Cadavres dans le placard

Avec Kramer et John McDermott -hendrixonologue réputé-, Janie est d’ailleurs créditée comme « productrice » du « nouveau » disque. Tout cela fait beaucoup de guillemets, non? Qu’aurait pensé Hendrix des 50 et quelques rééditions -dont des dizaines de live- sorties à titre posthume depuis 1970 alors qu’il n’a produit que 3 albums studios de son vivant? Enjeu commercial, Hendrix était aussi un fantasme racial, courtisé par les Black Panthers et autres radicaux noirs, lui reprochant de jouer avec 2 blancs, les Anglais Mitch Mitchell (batterie) et Noel Redding (basse). Contre quelques donations, les militants en chaleur d’une fin de décennie brûlante (ségrégation, Vietnam, meurtres politiques à répétition) auraient pu comprendre mais Jimi, de descendance également amérindienne, a décliné de verser sa dîme à la cause.  » Je ne crois pas à ces histoires de tension raciale qui auraient été la cause de la mésentente entre Jimi et Noel Redding. » Kramer croit surtout à sa propre version de l’histoire de Jimi. Et il n’y a plus grand monde pour le contredire: Redding et Mitchell sont morts, la petite amie Monika Dannemann également, Chas Chandler et Mike Jeffery, les managers, aussi, tout comme Buddy Miles, le batteur black recruté vers la fin. Reste le bassiste Billy Cox, qui fera la dernière ligne droite avec Jimi: ils s’étaient rencontrés à la 101e Division de l’Armée de l’air US en 1961. En ce mois de mars 2010, Cox participe à l’ Experience Hendrix Tour qui donne une vingtaine de concerts aux Etats-Unis et il ne fera aucun commentaire sur la mort de Jimi ou la fondation de Janie.
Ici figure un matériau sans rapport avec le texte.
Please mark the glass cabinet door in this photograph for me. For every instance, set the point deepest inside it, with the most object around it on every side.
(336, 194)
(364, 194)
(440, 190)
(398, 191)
Le cadavre est -depuis longtemps- refroidi mais la caisse enregistreuse semble, elle, en pleine forme. Selon Kramer, une anthologie d’Hendrix devrait encore paraître en 2010.

(1) thèse défendue par l’ex-road manager d’Hendrix, James Wright, dans un livre paru en 2009. Un gang payé par le manager aurait forcé Hendrix à ingurgiter de grandes quantités de vin et de somnifères.

(2) l’héritage des droits d’Hendrix est le cinquième en importance derrière ceux de Presley, Lennon, George Harrison et Bob Marley.